Due to the extreme dangers inherent with no man's land, specialized tools and methods were implemented to make the process quieter and more effective. Pickets, or metal posts, were originally used to hold up the wire and were hammered in by a muffled mallet. However, this still produced noise, rendering the sappers targets. Therefore, screw pickets or 'cork-screws' were produced. These looped steel posts had a drill-like end, allowing it to be twisted into the ground noiselessly and the wire then wrapped around it.

The wiring parties began by creeping into no man's land carrying all their equipment, including the 6 ft screw-pickets and rolls of sharp barbed wire. Often this was a painful task in itself:

You mention in your letter about what I would like or need most ... However, I'm not complaining or asking for anything so don't worry about me. A good stout pair of gloves for handling barbed wire or fur gloves (lined) would be acceptable. (Lt. Cecil Louis' letter to his wife, 1916)

Erecting wire was time consuming and meticulous; sappers had to first repair wire by hand, then construct new defences if needed. Destroying wire, on the other hand, could be done either by going through, over, or under the wire, and could be done by hand or by using wire-cutting shells and mortars.
The object of the wiring parties was to slow down the enemy’s attack, while speeding up their own. For this reason, workers attempted to make it impossible for the enemy to get to their trench, while sabotaging the enemy’s wire for their own benefit. In addition, though the distance between trenches varied between 7 and 500 yards, workers tried to erect barbed wire defences as far away from their trench as possible, to prevent the enemy from getting too close to the trench, or possibly lobbing in grenades.

==Dangers==

Working with barbed wire was a nasty job under any circumstances, but when you were handling it in the dark and within a hundred yards of rifles and machine guns that would shoot at the least sound, you were doing one of the most nerve-wracking bits of work that could possibly be imagined...the slightest move might mean death for half your party.

Wiring parties faced the constant danger of being noticed by enemy searchlights or troops.
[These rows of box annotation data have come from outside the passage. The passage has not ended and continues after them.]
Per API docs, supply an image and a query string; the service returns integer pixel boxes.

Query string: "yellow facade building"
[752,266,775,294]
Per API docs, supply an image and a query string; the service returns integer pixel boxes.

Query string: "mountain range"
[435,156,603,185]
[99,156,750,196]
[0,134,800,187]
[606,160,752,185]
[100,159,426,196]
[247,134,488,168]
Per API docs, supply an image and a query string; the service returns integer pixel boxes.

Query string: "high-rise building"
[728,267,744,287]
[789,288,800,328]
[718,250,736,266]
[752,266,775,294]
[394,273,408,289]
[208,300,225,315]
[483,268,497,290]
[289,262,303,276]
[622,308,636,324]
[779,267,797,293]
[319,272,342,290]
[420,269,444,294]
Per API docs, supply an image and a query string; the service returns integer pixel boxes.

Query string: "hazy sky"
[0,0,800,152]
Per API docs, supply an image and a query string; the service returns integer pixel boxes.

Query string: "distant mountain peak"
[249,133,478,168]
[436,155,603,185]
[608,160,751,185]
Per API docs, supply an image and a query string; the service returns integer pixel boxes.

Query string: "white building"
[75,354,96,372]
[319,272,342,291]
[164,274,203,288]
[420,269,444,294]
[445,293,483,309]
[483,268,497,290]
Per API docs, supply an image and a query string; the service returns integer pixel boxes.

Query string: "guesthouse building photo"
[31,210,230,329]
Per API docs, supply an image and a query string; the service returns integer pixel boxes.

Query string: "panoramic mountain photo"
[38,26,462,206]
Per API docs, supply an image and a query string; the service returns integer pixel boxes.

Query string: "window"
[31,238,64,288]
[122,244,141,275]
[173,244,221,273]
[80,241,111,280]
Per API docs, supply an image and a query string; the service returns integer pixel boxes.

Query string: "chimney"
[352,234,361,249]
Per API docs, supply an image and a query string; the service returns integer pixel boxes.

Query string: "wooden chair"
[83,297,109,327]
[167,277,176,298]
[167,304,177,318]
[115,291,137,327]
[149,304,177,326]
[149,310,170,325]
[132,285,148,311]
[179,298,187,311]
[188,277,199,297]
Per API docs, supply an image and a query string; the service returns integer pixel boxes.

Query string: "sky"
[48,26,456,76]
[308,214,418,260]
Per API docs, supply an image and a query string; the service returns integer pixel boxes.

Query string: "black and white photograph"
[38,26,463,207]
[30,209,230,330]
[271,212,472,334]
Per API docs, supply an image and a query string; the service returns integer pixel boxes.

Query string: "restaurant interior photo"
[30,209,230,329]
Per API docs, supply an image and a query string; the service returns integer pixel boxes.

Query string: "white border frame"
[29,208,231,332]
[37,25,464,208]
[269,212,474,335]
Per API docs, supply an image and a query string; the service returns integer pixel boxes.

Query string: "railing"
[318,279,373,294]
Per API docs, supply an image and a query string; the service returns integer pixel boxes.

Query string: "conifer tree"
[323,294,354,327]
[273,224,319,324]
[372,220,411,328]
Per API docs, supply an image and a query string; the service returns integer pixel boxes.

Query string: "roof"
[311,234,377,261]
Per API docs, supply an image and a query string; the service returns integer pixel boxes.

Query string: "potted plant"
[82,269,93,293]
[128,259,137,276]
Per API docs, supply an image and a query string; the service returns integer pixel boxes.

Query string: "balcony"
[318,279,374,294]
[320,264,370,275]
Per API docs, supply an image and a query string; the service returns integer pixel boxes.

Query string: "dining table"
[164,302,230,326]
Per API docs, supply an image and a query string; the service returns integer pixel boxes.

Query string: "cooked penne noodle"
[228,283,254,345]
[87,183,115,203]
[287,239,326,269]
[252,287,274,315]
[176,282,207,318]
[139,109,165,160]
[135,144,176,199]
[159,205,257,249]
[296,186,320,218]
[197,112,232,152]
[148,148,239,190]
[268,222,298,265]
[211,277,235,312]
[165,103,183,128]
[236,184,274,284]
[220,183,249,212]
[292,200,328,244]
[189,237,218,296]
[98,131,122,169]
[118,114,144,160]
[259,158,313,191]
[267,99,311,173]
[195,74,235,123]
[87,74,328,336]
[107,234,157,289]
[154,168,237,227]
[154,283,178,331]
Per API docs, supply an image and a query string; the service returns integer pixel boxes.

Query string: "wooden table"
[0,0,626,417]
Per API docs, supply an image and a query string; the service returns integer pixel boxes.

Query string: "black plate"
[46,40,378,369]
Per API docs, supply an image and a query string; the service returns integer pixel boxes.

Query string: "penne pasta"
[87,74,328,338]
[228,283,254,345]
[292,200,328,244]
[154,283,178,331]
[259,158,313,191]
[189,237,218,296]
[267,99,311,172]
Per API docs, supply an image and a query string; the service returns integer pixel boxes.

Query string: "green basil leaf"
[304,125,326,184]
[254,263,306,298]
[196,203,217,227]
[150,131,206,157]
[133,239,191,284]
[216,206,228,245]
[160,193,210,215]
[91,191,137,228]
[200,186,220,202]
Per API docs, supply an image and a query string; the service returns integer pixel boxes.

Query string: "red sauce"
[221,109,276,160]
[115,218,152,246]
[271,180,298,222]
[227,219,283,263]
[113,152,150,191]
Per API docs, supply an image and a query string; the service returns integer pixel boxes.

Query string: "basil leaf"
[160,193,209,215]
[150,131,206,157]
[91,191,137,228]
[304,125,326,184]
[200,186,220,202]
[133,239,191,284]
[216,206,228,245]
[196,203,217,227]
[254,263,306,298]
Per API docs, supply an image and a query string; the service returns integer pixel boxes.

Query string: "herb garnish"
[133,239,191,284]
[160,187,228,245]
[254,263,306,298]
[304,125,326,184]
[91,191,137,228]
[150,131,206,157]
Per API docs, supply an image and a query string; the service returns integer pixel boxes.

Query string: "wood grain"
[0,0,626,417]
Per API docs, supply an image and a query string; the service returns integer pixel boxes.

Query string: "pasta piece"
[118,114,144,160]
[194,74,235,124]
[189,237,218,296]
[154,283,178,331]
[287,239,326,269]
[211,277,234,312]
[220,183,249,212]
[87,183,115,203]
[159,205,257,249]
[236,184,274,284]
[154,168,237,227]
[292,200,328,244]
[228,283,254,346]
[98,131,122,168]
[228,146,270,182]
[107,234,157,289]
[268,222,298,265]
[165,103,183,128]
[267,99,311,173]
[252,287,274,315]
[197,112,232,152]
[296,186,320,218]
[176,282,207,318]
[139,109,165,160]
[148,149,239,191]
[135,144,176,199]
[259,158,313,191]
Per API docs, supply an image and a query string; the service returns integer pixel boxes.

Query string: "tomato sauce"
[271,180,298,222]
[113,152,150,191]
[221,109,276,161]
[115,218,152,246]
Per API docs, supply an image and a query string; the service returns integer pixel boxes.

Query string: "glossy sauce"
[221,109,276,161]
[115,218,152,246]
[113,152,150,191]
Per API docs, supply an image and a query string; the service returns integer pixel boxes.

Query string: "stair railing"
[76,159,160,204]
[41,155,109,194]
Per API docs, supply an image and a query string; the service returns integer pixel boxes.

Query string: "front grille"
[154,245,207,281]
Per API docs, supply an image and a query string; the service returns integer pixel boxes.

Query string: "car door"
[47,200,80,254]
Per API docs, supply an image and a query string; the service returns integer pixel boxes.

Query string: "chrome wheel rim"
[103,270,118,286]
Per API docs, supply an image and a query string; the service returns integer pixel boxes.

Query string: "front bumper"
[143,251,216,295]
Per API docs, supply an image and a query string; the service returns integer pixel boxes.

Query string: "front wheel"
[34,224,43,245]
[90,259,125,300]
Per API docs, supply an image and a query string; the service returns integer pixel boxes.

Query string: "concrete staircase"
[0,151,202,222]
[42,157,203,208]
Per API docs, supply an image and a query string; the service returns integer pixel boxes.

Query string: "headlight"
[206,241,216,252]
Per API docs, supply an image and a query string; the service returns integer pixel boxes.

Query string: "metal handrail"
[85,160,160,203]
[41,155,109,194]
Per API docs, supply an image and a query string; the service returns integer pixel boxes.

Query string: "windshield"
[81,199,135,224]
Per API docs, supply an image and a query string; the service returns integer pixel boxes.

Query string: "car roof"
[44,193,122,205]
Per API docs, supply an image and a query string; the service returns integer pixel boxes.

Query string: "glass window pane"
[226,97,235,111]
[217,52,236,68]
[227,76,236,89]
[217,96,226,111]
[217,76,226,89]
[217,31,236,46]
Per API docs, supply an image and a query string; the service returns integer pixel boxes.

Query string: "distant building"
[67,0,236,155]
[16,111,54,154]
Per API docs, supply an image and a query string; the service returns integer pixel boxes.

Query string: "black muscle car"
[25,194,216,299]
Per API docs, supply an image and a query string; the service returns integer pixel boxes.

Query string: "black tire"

Enemy sentries were trained to listen and look for these nighttime raiders, and any suspicious sounds or movements could give away the men's position and consequently bring a concentration of heavy fire that way. Unprotected and often standing, wiring parties were subject to enemy flares which would expose them immediately, causing them to have to lie flat, even on the very wire they were carrying.

To conceal themselves as much as possible, party members left extra supplies in the trench, and only ventured out at night. The teams scrambled to work as quickly and silently as possible, as such stressful night work and physical labour promoted fatigue and little time to sleep. Also, returning to one's trench in the middle of the night proved tricky, as workers often got lost on their way back. Finally, wiring parties were always wary of the enemy's parties, as they performed the same task each night.

==Popular culture==
A wiring party is described in detail in the World War I novel All Quiet on the Western Front by E.M. Remarque, as well as the 1930 film based on it. Paul Bäumer, the main character, describes an experience of front line duty in a nighttime wiring party. Part way through the work, they are shelled and one of his comrades is killed.